ISA Trans. 2014 Mar;53(2):280-8. doi: 10.1016/j.isatra.2013.09.020. Epub 2013 Oct 17.
We develop a novel adaptive tuning method for classical proportional-integral-derivative (PID) controller to control nonlinear processes to adjust PID gains, a problem which is very difficult to overcome in the classical PID controllers. By incorporating classical PID control, which is well-known in industry, to the control of nonlinear processes, we introduce a method which can readily be used by the industry. In this method, controller design does not require a first principal model of the process which is usually very difficult to obtain. Instead, it depends on a fuzzy process model which is constructed from the measured input-output data of the process.
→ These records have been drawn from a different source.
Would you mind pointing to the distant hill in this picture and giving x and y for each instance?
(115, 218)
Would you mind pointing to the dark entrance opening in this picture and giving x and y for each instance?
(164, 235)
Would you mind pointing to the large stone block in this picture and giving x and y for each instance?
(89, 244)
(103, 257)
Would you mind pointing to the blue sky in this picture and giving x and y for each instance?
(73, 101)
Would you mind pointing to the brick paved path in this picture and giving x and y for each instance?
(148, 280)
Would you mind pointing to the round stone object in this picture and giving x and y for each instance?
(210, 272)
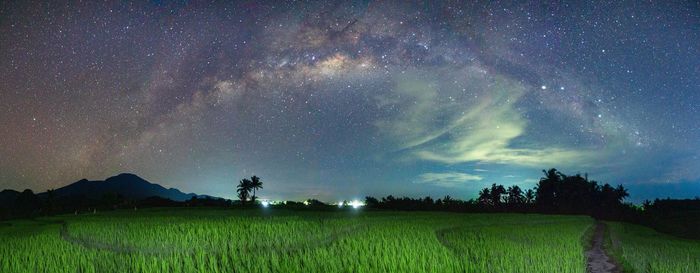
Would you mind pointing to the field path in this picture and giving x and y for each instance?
(598, 261)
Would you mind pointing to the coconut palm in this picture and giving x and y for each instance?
(244, 187)
(255, 184)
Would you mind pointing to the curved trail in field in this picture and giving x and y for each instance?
(441, 234)
(310, 243)
(599, 261)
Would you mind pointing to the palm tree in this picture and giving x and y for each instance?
(529, 196)
(255, 184)
(243, 189)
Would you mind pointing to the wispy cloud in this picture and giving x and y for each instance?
(481, 130)
(447, 179)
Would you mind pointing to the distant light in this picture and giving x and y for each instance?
(356, 204)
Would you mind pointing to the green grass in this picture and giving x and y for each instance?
(641, 249)
(217, 240)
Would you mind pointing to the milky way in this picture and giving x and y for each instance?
(341, 100)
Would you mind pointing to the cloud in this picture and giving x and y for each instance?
(480, 128)
(448, 179)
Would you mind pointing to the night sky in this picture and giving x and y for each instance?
(342, 100)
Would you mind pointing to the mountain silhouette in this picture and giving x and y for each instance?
(129, 186)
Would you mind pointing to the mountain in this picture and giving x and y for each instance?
(129, 186)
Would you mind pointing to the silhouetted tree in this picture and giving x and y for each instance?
(485, 197)
(244, 187)
(515, 196)
(255, 184)
(529, 196)
(497, 192)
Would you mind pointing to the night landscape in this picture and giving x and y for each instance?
(349, 136)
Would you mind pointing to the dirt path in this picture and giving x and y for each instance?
(598, 261)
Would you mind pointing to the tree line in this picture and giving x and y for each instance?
(555, 193)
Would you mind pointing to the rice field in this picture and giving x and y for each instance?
(276, 240)
(641, 249)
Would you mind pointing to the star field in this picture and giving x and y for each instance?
(336, 100)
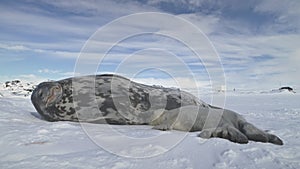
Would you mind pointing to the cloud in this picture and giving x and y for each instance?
(257, 40)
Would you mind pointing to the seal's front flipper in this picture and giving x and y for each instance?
(163, 127)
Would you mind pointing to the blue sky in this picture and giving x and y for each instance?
(257, 41)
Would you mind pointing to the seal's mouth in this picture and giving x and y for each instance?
(45, 96)
(54, 94)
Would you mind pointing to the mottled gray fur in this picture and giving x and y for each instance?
(114, 99)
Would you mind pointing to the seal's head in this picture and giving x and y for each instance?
(44, 97)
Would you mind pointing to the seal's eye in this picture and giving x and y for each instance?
(57, 88)
(40, 93)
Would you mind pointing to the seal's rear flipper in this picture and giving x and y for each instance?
(255, 134)
(229, 133)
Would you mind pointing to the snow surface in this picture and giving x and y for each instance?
(27, 141)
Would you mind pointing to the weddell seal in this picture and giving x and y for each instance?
(113, 99)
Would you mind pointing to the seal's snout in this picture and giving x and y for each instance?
(44, 96)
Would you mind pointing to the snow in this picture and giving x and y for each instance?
(27, 141)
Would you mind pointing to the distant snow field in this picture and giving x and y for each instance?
(30, 142)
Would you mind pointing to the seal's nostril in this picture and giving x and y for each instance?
(40, 93)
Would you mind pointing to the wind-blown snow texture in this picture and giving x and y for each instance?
(30, 142)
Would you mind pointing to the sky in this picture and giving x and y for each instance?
(247, 45)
A soft limiter is used to impose industrial limits on the control input. The performance of the system is successfully tested on the bioreactor, a highly nonlinear process involving instabilities. Several tests showed the method's success in tracking, robustness to noise, and adaptation properties. We as well compared our system's performance to those of a plant with altered parameters with measurement noise, and obtained less ringing and better tracking. To conclude, we present a novel adaptive control method that is built upon the well-known PID architecture that successfully controls highly nonlinear industrial processes, even under conditions such as strong parameter variations, noise, and instabilities.
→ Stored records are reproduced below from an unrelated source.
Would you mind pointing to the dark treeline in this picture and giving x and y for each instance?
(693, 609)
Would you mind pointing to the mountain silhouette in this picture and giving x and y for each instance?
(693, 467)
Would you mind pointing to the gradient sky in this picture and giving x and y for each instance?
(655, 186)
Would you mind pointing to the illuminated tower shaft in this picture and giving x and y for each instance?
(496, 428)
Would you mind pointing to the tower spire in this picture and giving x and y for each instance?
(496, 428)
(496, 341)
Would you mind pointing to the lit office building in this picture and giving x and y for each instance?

我们开发了一种新颖的自适应调整方法,用于控制非线性过程的经典比例积分微分(PID)控制器,以调整 PID 增益,这是经典 PID 控制器难以克服的问题。通过将工业界熟知的经典 PID 控制应用于非线性过程的控制,我们引入了一种行业中易于使用的方法。在这种方法中,控制器设计不需要通常很难获得的过程的第一主模型。相反,它取决于从过程的测量输入输出数据构建的模糊过程模型。使用软限幅器将工业限制施加到控制输入上。该系统的性能在生物反应器上进行了成功测试,生物反应器是一个涉及不稳定性的高度非线性过程。多项测试表明,该方法在跟踪、抗噪性和自适应方面的成功。我们还将我们的系统性能与具有测量噪声的参数变化的工厂的性能进行了比较,并获得了更少的振铃和更好的跟踪。总之,我们提出了一种基于著名 PID 架构的新型自适应控制方法,该方法成功地控制了高度非线性的工业过程,即使在参数变化大、噪声和不稳定性等情况下也是如此。